Ce qui n’ôte rien, par ailleurs, à l’héroïsme authentique dont avait fait preuve Maxwell pendant la guerre. Après avoir échappé à son « gardien manchot », il était parvenu à gagner la Grande-Bretagne via Belgrade, Beyrouth et Marseille. Trois semaines après le D-Day, il avait embarqué pour la France et il avait été promu officier après sa première bataille.
Maxwell — qui avait déjà, à ce moment-là, adopté une teinte d’accent anglais parfaite en écoutant les discours de Winston Churchill et qui se présentait dorénavant sous le nom typiquement British de Caporal suppléant Leslie Smith — devait recevoir la croix militaire pour avoir sauvé un régiment allié qui s’était fait piéger. Sa bravoure se mélangeait à une certaine cruauté : Ainsi, à une occasion, avait-il tué de sang-froid le maire d’une ville allemande pour étouffer toute résistance. Il avait, une autre fois, retourné sa mitrailleuse contre des soldats allemands qui s’étaient rendus.
Néanmoins, ce que Preston dépeint, chez Maxwell, comme un « flair naturel pour le subterfuge » – à l’âge de 23 ans, il avait déjà changé d’identité quatre fois – devait être clairement apprécié par ses supérieurs. Parlant couramment le français, l’allemand, l’anglais, le tchèque, le roumain et le yiddish, l’homme devait être envoyé à Paris, au mois d’octobre 1944, pour rassembler des renseignements sur un soulèvement communiste qui était alors redouté. Après la fin de la guerre, il avait été envoyé en Allemagne et, sur les ruines de Berlin, il avait mené des missions d’espionnage pour le compte des services de renseignement britanniques. Il avait aussi effectué des voyages sous couverture en Tchécoslovaquie, qui devaient se répéter pendant toutes les années 1940 et 1950.
La construction d’un empire des médias
Berlin et sa relation avec les services secrets britanniques devaient s’avérer ultérieurement être les deux fondations sur lesquelles Maxwell devait construire son empire médiatique. Par le biais de son travail avec les forces britanniques occupantes, Maxwell avait rencontré Ferdinand Springer, propriétaire de la maison d’édition Springer-Verlag. L’entreprise, qui avait été la plus importante maison d’édition de livres et de journaux scientifiques dans le monde, avait un grand nombre de publications en retard et il y avait, à cette époque, un public avide d’ouvrages universitaires internationaux – autant d’ouvrages dont il avait été privé pendant la guerre.

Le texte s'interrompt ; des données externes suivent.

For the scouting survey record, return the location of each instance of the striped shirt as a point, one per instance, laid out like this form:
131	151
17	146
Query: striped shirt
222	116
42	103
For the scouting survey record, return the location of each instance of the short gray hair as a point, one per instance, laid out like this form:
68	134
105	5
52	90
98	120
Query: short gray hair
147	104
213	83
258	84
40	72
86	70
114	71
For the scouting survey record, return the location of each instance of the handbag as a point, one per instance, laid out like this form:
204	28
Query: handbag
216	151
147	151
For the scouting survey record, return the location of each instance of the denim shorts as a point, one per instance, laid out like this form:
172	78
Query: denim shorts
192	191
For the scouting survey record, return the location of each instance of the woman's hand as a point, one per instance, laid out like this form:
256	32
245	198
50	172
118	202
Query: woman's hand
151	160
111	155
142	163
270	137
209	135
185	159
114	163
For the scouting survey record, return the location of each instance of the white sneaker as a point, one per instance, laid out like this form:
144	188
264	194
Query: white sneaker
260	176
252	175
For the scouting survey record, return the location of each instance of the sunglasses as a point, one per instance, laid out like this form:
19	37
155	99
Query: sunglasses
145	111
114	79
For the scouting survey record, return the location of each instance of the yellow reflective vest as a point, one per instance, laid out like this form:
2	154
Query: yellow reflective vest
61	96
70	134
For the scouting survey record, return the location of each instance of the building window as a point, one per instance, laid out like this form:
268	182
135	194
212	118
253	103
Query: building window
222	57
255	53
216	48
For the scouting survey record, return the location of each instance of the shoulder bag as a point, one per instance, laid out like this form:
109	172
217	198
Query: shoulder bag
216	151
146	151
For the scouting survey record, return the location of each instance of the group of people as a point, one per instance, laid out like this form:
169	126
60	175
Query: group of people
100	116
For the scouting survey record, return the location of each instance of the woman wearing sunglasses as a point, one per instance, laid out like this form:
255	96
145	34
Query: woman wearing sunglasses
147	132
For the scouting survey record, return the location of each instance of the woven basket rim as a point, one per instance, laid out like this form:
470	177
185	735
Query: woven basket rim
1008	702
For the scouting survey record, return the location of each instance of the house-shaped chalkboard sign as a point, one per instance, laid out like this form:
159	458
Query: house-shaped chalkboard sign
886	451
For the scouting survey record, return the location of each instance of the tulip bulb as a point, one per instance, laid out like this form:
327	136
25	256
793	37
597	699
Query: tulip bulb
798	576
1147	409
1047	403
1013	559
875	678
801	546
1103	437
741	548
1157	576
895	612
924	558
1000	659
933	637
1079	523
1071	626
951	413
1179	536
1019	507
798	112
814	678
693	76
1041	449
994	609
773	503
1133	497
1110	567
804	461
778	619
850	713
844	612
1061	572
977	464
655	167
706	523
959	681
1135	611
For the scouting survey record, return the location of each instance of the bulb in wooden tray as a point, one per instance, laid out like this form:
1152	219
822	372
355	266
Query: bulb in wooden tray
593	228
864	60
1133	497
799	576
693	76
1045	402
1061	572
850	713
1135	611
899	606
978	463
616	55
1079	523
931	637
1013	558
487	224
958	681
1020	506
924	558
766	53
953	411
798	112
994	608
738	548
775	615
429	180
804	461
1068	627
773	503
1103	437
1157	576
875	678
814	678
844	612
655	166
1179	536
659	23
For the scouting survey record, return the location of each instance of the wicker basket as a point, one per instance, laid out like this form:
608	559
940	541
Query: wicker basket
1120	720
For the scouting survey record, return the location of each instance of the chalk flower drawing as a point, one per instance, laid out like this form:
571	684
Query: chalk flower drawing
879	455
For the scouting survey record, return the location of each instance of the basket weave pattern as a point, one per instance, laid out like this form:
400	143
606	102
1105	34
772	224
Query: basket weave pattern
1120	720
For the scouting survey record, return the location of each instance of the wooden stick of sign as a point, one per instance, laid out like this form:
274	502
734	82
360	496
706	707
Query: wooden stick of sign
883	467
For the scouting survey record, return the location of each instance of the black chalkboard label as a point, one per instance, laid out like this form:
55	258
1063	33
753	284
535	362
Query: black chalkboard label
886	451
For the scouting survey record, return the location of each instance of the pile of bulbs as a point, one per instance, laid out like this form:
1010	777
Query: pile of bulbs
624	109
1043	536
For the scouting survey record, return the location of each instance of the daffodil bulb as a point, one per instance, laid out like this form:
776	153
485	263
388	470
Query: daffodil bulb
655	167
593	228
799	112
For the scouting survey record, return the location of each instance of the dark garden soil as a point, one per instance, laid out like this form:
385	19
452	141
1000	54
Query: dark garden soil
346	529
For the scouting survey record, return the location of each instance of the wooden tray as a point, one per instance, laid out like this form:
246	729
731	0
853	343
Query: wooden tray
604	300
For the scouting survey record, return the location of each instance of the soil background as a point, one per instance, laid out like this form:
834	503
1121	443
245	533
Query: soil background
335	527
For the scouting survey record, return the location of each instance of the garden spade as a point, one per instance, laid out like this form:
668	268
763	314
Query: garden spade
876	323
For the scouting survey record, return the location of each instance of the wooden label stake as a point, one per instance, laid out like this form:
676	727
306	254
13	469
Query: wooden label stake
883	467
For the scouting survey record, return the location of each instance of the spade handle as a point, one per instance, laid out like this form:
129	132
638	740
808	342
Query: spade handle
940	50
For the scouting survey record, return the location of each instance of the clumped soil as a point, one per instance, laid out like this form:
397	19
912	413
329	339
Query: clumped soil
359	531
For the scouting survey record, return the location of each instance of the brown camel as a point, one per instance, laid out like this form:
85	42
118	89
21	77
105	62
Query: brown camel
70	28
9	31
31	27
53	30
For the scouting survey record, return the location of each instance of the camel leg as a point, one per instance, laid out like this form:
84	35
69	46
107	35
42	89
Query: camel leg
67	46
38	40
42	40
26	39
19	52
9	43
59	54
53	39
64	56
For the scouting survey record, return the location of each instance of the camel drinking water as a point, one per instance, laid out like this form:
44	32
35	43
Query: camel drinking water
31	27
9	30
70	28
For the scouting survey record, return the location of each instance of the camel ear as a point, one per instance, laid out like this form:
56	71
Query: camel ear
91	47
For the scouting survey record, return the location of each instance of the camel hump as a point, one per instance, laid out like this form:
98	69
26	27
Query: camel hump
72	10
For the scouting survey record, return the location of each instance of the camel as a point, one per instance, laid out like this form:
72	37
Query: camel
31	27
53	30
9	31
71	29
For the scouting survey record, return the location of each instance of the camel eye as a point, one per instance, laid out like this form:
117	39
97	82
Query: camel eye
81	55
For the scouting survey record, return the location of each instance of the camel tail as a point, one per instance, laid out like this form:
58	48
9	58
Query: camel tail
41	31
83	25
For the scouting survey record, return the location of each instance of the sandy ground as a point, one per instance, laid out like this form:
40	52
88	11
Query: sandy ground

La malheur de Springer – qui était que les citoyens allemands avaient l’interdiction de procéder à d’importantes livraisons à l’étranger – avait été la chance de Maxwell. Après s’être assuré des droits de distribution dans le monde entier de cette multitude de livres en attente, le jeune homme de 24 ans avait organisé leur transport vers Londres, par chemin de fer et par camion. Les liquidités nécessaires pour cette opération logistique massive semblent avoir provenu, en grande partie, des services secrets britanniques – cela avait été la seule et unique fois, avait déclaré un responsable des renseignements après le décès de Maxwell, que le M-16 avait agi ainsi pour un entrepreneur. Toutefois, cela ne devait pas être la dernière occasion où les liens de Maxwell avec les services secrets devaient être utiles et profitables.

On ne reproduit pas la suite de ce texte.